Hollie Harding is Associate Head of Composition at the GSMD. She has 12 years of composition teaching experience in higher education at all levels, and is passionate about creating engaging spaces and opportunities for contemporary music making. As an active composer, her work has been performed and broadcast internationally and released by NMC Recordings. She has worked with BCMG, London Symphony Orchestra (Jerwood Composer Plus), Philharmonia Orchestra (Royal Philharmonic Society Composition Prize), London Philharmonic Orchestra (Leverhulme Young Composer Programme), Sjøforsvarets Musikkorps (Norwegian Navy Band), Amy Jolly, Alwynne Pritchard, CHROMA ensemble, Castallian String Quartet, Ensemble Via Nova (Weimar) and DeciBells (Basel) among others. She is interested in exploring at different ways of constructing the spaces of musical performances and exploring the impact this has on composition processes and the listening experience. 

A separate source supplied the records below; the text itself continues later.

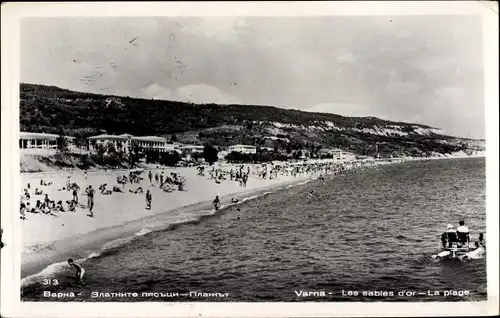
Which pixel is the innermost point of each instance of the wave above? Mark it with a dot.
(110, 246)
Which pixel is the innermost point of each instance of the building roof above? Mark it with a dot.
(243, 146)
(191, 147)
(150, 138)
(43, 136)
(104, 136)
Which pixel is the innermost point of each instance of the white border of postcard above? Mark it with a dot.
(11, 306)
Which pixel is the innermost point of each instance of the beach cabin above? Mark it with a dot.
(334, 153)
(243, 149)
(29, 140)
(120, 142)
(154, 143)
(188, 150)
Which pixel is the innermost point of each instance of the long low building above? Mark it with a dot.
(336, 153)
(125, 141)
(30, 140)
(243, 148)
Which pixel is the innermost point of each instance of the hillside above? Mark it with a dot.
(54, 110)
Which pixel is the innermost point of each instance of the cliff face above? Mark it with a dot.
(55, 110)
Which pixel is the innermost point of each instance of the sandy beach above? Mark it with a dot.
(121, 214)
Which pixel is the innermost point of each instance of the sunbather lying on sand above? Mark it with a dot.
(71, 205)
(138, 190)
(117, 189)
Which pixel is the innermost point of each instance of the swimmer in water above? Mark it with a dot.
(79, 270)
(216, 203)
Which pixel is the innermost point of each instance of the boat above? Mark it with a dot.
(452, 248)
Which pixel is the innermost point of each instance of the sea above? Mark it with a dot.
(363, 236)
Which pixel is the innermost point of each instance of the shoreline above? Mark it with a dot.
(35, 262)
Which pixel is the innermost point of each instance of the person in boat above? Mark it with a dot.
(463, 233)
(450, 235)
(478, 252)
(481, 239)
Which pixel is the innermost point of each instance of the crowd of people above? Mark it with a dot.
(240, 174)
(31, 203)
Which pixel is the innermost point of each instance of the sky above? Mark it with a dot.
(418, 69)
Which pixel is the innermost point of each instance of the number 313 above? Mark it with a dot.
(50, 282)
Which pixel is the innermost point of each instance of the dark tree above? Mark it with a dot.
(135, 154)
(62, 143)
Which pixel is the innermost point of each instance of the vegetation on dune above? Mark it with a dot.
(54, 110)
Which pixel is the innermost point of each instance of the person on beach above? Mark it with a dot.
(90, 200)
(23, 211)
(71, 206)
(216, 203)
(26, 194)
(149, 198)
(79, 270)
(75, 195)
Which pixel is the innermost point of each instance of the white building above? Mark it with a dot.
(243, 148)
(30, 140)
(125, 141)
(336, 153)
(188, 150)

Composer, conductor, teacher and mentor, Richard Baker studied composition in the Netherlands with Louis Andriessen and in London with John Woolrich, after which the position of New Music Fellow at Kettle’s Yard, Cambridge (2001–3) inaugurated a strand of work as a concert curator and programme adviser which continues to this day. He has been a Professor of Composition at Guildhall School since 2004. His compositional output embraces songs and song cycles, several short choral pieces, instrumental solos and chamber music as well as works for larger ensemble. Key works include the basset clarinet concerto Learning to Fly (1999); Gaming (2010), a trio for cello, marimba and piano; Kerdantata (2015) for piano trio, for the Fidelio Trio; and several works for Birmingham Contemporary Music Group, with whom he has also worked often as a conductor. The Tyranny of Fun (2012), the second of those BCMG commissions, won Baker a nomination in the 2014 Royal Philharmonic Society Awards. Baker’s first piece for full orchestra, The Price of Curiosity (2019), commissioned by the BBC Symphony Orchestra, is the first in an ongoing series of works which juxtapose instrumental ‘transcriptions’ of human speech against transcriptions of musical material that is in some way related to it; these also include Motet II (2020) and Motet IV (Accidental Activists) (2023), composed respectively for the Marseille-based Ensemble Télémaque and the Welsh new-music ensemble UPROAR.

 

 

Referred to as “The Queen of Extended Techniques” on BBC Radio 3, Heather Roche is one of the world’s foremost new music clarinetists and pedagogues. She performs in a duo with accordionist Eva Zöllner since 2017, and has performed with Apartment House, Riot Ensemble, Red Note Ensemble, the LSO, Musikfabrik, manufaktur für aktuelle music and more. She has solo CDs on NMC and Métier, and records regularly for Another Timbre, currently appearing on over 30 CDs on the label. She is the new clarinet tutor for the Darmstadt Summer Courses, and Head of Clarinet at tonebase.

 

Ben Smith a London-based composer and performer specialising in contemporary and experimental music. Hailed as one of “the finest new-music pianists in London” (Tempo) and a player of “extraordinary precision and insight” (The Guardian), he is in demand both as a soloist and chamber performer (An Assembly, Apartment House, Athelas Sinfonietta, Explore Ensemble, London Sinfonietta, Riot Ensemble, Uproar Ensemble)". Ben has performed and collaborated on numerous world premieres and regularly works with composers in professional and educational contexts to support them to develop new repertoire for the piano.